Филип Норт глядел на Джеральда, беспомощно моргая. Он чувствовал: Саша глаз с него не спускает.
— О да. С Бронксом все в полном порядке.
— Да полно вам, — парировала Саша. — Кенгуру были просто ужас что такое: изъеденные молью бедолаги. Да вы сами так сказали.
— Меня запросто могли убить, — пожал плечами Хофманн. — Просто животные какие-то, одно слово.
— Ага, надейтесь, как же, — отрезала Вайолет.
Луиза вновь рассмеялась — непривычно резким смехом.

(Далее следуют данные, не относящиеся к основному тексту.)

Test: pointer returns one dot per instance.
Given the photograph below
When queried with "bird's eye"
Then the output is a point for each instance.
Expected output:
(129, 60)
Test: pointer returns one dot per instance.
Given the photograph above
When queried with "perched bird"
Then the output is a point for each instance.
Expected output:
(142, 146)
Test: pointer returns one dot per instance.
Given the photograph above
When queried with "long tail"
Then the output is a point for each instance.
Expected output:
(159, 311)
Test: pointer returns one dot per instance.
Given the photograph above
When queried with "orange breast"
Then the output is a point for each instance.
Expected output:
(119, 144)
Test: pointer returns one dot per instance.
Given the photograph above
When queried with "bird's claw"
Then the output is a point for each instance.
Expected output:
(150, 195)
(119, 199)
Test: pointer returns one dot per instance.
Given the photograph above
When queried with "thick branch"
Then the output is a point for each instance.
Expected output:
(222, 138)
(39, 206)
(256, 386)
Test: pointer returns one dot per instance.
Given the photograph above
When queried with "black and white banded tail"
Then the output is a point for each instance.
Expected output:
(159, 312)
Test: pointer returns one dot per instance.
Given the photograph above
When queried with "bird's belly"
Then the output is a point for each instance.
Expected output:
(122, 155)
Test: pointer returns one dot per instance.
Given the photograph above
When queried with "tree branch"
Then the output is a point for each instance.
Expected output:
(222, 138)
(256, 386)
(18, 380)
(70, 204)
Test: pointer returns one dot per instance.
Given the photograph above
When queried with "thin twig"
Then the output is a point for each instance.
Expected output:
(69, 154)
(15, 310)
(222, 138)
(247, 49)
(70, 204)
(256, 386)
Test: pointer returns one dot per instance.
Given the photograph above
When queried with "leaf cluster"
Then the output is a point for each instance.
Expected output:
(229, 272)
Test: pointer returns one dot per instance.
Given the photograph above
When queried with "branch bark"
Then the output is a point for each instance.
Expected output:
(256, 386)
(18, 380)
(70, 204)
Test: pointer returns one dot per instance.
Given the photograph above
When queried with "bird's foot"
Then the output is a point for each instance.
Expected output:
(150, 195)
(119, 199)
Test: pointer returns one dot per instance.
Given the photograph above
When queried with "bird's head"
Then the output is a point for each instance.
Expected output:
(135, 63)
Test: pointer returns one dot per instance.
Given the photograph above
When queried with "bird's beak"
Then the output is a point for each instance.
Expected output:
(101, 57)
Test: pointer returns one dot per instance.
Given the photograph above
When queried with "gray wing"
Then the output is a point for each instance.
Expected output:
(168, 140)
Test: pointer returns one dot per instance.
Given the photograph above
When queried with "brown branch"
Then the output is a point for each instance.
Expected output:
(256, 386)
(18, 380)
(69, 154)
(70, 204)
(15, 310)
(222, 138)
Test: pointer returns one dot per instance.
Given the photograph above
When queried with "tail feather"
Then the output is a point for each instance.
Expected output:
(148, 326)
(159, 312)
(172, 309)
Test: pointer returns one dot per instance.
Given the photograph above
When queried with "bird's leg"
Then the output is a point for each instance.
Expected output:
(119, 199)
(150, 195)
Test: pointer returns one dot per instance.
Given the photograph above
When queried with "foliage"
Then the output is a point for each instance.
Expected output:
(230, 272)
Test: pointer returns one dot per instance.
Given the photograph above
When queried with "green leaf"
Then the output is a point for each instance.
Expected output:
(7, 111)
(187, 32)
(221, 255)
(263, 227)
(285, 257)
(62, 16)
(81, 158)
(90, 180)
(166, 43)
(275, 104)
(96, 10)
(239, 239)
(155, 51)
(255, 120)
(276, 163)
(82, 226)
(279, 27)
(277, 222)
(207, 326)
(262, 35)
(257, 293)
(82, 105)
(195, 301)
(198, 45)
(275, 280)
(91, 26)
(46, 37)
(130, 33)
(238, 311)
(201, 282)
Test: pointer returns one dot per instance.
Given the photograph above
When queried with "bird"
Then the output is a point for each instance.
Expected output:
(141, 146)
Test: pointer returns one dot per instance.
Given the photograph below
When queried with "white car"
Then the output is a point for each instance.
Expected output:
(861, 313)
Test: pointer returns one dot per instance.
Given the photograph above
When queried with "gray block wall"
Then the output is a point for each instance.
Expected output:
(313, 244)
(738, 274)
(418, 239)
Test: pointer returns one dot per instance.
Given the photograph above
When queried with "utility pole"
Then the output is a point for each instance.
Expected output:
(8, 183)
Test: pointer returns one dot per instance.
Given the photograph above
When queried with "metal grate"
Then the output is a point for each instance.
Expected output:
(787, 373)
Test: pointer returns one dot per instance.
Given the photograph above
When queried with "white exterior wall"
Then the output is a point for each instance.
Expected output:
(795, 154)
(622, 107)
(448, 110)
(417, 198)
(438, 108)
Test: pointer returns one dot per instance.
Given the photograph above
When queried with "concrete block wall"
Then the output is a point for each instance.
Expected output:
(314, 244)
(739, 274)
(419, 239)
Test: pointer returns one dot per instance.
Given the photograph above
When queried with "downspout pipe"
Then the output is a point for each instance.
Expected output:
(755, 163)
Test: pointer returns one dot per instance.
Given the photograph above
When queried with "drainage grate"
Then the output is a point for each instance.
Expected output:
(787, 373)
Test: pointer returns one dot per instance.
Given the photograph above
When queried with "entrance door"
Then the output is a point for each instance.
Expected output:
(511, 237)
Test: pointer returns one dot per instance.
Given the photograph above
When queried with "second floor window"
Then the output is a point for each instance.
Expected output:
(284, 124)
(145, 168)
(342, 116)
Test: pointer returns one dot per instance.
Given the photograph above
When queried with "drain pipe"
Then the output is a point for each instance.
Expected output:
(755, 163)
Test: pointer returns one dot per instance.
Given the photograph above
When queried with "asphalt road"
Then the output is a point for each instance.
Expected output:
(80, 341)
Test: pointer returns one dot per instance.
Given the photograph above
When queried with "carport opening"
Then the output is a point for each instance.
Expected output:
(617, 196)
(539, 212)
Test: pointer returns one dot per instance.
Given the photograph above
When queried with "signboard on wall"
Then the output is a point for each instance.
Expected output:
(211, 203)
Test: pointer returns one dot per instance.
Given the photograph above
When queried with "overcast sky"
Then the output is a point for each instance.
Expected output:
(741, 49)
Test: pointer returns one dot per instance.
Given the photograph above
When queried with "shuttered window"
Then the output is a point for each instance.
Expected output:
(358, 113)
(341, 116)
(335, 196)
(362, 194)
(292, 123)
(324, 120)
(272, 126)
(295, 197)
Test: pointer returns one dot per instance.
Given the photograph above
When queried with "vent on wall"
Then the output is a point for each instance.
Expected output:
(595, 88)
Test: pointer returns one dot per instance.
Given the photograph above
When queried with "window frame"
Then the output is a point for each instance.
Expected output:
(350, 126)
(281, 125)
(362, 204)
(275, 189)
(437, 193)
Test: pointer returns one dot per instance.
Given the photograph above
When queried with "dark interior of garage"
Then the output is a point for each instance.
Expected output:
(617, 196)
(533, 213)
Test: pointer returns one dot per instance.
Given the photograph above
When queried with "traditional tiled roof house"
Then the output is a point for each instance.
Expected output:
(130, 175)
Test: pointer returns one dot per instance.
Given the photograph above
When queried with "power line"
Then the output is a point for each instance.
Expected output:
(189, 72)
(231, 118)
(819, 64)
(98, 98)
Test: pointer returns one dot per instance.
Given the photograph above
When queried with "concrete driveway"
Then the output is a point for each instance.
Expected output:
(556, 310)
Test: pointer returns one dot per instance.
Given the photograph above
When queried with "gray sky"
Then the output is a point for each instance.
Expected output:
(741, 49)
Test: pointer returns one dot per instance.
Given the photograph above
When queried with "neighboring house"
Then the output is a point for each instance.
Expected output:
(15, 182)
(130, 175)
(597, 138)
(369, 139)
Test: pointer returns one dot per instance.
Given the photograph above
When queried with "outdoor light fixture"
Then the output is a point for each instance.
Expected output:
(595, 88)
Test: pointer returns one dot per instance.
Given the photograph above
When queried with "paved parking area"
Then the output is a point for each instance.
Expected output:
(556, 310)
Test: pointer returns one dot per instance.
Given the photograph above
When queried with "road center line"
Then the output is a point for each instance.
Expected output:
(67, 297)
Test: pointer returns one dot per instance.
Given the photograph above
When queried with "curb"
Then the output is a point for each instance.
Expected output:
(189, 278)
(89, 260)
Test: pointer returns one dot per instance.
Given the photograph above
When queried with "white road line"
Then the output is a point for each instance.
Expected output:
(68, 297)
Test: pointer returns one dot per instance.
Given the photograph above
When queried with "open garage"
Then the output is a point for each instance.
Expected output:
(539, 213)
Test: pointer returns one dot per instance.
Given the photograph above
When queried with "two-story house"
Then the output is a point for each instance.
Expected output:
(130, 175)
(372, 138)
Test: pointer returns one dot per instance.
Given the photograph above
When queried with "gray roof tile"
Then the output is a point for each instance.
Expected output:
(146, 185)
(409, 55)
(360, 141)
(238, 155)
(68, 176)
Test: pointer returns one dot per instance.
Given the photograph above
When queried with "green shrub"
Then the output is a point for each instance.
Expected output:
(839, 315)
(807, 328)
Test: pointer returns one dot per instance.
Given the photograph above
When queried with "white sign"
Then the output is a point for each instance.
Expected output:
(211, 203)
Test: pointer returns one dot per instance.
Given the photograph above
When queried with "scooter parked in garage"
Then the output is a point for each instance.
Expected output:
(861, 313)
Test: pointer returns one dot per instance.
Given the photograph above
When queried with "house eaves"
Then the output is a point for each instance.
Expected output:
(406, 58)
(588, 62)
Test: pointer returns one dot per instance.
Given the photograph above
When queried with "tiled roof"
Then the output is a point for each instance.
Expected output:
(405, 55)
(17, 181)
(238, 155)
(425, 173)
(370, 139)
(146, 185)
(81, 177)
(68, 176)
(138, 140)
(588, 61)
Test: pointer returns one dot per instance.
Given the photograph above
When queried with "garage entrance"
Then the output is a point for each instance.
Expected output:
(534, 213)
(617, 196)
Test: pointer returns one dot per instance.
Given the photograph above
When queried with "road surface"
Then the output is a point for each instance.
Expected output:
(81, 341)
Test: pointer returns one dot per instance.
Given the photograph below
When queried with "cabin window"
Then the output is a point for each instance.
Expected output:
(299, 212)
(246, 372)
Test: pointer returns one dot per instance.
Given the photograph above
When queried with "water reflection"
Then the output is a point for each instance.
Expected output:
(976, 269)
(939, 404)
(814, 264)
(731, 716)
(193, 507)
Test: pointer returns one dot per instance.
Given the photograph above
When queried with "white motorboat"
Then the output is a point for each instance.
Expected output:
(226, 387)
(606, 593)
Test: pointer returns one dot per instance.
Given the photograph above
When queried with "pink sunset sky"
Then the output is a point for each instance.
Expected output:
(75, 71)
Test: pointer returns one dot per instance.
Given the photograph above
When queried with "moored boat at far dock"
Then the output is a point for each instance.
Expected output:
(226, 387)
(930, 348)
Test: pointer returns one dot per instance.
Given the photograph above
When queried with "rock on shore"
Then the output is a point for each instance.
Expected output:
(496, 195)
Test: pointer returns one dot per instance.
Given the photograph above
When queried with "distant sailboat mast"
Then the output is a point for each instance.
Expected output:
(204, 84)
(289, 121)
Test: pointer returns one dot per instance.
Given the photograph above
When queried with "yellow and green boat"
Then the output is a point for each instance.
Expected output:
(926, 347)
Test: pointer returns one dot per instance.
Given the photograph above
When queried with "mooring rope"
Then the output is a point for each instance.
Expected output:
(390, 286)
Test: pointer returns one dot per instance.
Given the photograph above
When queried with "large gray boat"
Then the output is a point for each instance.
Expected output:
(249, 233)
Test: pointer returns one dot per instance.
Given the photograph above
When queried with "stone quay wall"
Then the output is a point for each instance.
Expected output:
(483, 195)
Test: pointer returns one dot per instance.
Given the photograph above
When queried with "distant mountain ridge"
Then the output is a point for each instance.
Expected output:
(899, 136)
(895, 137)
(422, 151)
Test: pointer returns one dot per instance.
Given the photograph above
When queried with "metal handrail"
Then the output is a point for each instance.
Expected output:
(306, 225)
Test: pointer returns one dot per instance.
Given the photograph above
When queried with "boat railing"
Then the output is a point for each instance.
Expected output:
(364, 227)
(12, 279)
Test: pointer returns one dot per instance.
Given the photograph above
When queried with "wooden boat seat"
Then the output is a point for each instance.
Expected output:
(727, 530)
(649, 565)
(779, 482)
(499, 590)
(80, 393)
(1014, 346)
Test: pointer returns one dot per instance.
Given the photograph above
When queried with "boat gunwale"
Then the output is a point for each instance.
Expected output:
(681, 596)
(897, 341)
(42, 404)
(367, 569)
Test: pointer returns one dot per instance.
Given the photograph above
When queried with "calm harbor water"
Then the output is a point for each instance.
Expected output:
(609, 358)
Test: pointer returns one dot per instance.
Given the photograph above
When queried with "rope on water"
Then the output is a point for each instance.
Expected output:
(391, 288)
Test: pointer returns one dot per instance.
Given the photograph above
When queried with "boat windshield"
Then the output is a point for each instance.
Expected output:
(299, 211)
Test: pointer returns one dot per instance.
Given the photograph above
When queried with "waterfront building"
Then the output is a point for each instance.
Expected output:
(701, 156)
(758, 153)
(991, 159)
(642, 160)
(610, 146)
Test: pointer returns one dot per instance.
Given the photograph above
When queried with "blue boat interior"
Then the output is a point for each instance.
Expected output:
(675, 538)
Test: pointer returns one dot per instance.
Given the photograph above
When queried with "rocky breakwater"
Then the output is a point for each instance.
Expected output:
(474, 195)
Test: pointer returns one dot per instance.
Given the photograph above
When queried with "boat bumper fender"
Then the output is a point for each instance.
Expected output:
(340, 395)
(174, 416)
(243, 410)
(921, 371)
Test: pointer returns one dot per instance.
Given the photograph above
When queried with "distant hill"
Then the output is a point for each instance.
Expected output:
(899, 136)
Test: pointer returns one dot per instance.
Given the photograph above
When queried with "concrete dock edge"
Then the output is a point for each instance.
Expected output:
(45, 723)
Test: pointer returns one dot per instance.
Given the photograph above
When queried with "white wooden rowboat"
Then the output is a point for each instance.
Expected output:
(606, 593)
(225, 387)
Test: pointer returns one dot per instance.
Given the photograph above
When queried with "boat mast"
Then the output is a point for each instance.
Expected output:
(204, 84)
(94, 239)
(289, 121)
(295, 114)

Этот эпизод изрядно оживил их день. Он выделялся — яркий, угловатый — на фоне повседневности; таким он и останется на годы и годы. Мимолетная паника на будущее. А поскольку в некотором смысле в нем участвовали все, согруппники словно сплотились вокруг него, разукрасили его новыми подробностями, присвоили себе. Инцидент как бы суммирован ощущение чужестранности и в то же время их удаленность от местных событий. Вот он каков, заграничный опыт!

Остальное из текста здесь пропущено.